The cave is also famous for a footprint in rock left by Princess Yeshe Tsogyal, who became Padma’s main consort in Tibet, and later also his main Dharma heir. She visited here on pilgrimage with her family when only five years of age, a decade before Padma came to Tibet. The rock bearing the imprint of her tiny foot is given a prominent place of display on the altar.

A highlight of the opening section of the pilgrimage route is the cave of the Indian master Atisha, who inspired the Buddhist renaissance in Tibet during the eleventh century. The cave of Atisha’s main disciple Drom Tonpa lies immediately beside it. Like Padma Sambhava, Atisha is also regarded as an emanation of Buddha Amitabha; and like Padma Sambhava, Lama Drom is also considered a nirmanakaya emanation of Avalokiteshvara, the embodiment of compassion.

The cave used by the Fifth Dalai Lama for one of his many extensive retreats is shown special reverence by pilgrims. The Great Fifth is listed as one of the important Terton, or “Treasure Revealers,” of secret teachings buried and hidden by Padma Sambhava, for the use of future generations. The small temple built in front of it is now used as the main assembly hall of the roughly twenty monks who live on the mountain and maintain the pilgrimage caves and temples.

The final cave on the demarked pilgrimage route is that used by Padma Sambhava and his entourage of disciples during his stay on Drak Yerpa. In fact there is also a second cave used by Padma, high on the mountain above. According to local legend, Padma Sambhava and his disciples meditated together in the lower one for a period of seven months. Padma then moved to the upper cave for a further period of solitary practice. The lower cave is sometimes referred to as “The Moonlight Cave,” because Padma would fly down from his upper residence at midnight each day, to give special transmissions to the disciples.

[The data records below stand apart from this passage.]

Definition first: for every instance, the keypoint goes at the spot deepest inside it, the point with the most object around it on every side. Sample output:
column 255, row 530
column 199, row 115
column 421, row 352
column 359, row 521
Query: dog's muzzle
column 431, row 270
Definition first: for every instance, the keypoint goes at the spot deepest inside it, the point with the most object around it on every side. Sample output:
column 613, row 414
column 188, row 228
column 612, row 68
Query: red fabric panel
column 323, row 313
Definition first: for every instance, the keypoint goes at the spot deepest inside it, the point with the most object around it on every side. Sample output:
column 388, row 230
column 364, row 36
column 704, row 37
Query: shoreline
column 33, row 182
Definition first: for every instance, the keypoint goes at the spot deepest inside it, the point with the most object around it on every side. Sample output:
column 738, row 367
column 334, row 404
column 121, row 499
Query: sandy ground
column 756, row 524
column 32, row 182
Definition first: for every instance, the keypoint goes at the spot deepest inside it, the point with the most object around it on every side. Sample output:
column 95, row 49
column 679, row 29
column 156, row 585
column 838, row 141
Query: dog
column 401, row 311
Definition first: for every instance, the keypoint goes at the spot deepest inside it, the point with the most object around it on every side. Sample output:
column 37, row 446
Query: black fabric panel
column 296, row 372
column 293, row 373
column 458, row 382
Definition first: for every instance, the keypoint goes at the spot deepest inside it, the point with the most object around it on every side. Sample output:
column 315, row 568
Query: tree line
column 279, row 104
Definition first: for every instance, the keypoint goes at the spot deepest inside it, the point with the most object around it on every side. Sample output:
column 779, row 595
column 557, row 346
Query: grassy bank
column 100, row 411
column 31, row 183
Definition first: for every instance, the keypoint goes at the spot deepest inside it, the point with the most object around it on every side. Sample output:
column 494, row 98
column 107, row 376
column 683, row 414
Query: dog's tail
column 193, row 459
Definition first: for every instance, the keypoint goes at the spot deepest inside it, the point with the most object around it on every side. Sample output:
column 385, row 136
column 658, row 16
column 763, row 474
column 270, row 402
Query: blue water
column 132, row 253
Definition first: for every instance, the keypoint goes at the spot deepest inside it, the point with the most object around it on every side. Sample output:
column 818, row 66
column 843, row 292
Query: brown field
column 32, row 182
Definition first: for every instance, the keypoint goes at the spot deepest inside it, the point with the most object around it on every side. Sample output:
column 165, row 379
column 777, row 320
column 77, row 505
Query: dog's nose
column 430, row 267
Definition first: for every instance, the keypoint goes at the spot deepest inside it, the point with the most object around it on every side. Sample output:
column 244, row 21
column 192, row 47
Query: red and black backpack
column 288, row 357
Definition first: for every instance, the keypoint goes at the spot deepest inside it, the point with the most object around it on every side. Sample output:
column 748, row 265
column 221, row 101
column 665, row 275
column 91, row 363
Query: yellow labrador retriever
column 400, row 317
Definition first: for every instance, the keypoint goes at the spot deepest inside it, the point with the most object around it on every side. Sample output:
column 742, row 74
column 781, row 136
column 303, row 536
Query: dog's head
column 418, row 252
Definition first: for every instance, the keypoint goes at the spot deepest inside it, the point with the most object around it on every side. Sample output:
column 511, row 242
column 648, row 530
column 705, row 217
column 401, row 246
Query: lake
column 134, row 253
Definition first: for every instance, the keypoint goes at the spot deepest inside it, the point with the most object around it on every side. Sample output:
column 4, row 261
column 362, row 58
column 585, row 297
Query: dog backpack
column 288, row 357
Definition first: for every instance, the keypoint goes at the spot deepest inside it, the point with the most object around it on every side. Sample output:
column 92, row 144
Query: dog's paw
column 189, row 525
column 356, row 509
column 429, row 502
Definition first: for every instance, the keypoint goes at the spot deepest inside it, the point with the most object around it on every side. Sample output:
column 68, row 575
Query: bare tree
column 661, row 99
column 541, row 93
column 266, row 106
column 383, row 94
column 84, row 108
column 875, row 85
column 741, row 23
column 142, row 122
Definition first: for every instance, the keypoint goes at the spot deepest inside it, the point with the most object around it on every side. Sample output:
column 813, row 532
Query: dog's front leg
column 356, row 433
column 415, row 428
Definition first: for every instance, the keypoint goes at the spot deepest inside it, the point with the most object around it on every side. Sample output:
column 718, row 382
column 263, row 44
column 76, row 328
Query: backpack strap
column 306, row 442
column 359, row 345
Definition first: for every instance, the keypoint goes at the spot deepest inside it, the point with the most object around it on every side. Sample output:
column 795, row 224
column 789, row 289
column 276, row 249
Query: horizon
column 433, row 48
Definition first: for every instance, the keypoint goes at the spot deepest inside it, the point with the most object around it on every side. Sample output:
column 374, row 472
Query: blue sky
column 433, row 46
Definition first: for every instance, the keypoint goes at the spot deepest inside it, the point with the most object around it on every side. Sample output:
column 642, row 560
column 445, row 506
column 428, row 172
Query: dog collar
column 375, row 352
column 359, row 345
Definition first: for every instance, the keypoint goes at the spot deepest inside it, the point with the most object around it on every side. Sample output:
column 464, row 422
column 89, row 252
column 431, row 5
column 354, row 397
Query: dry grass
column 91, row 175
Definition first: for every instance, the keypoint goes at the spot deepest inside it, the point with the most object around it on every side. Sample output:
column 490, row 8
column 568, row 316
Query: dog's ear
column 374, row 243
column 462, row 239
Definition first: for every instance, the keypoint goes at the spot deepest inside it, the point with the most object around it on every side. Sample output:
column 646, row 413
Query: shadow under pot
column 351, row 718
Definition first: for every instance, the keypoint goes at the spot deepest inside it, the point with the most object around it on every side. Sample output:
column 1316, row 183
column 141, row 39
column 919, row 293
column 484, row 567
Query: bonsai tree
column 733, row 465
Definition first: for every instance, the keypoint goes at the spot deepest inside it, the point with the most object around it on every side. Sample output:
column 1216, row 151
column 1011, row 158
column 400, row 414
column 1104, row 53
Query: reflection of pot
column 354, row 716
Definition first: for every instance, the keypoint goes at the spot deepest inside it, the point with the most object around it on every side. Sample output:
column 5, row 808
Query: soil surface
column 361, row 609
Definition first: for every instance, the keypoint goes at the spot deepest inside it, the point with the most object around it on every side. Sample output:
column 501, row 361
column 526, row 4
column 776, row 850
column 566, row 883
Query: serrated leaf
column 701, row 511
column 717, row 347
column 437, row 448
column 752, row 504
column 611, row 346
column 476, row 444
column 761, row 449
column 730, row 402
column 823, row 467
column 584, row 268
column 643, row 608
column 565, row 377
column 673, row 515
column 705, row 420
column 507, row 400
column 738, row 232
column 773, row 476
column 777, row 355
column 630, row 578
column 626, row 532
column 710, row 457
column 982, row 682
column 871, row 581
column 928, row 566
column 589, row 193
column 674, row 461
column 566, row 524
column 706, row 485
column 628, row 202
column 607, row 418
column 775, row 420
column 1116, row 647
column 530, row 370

The old monk minding this cave showed great kindness to our group, and allowed us to meditate in the inner recesses of the facility. Numerous Tibetan pilgrims came through as we meditated, seemingly quite happy to see Westerners using the place in the manner that it had been used for so many centuries, namely, meditation.

The upper Padma Sambhava cave can be seen high above the pilgrimage route. Visitors are discouraged from visiting it because of the precarious path leading to it. Many have tried, and many have suffered broken bones. We chose to admire it from afar.

Drak Yerpa is perhaps the greatest prayer flag art work in the world, as is demonstrated by sky photos of the mountain. Every visitor buys and hangs a long string of the flags. Actually, the Tibetan name for them is lungta, meaning “Wind Horse.” The flags are usually printed with a flying horse at the center, and four auspicious animals in the four corners. Auspicious prayers and mantras are printed in the remaining space on the flag. Lungta are often hung in high places, with the idea that the wind will carry the prayers and blessings around the world, this establishing well being wherever it goes. The lungta we bought and hung said things like, “May peace and abundance flourish, may health and well being flourish, may peace and happiness flourish.” Another set of lungta that we bought said, “May peace and happiness prevail during the day. May peace and happiness prevail during the night. May peace and happiness prevail both day and night.”

One Comment

  1. All very wonderful. Especially the part about the Wind Horse, since I had a dream last week that Glenn and I were flying around together high in the sky and that Glenn turned into a Wind Horse during a blissful moment between us.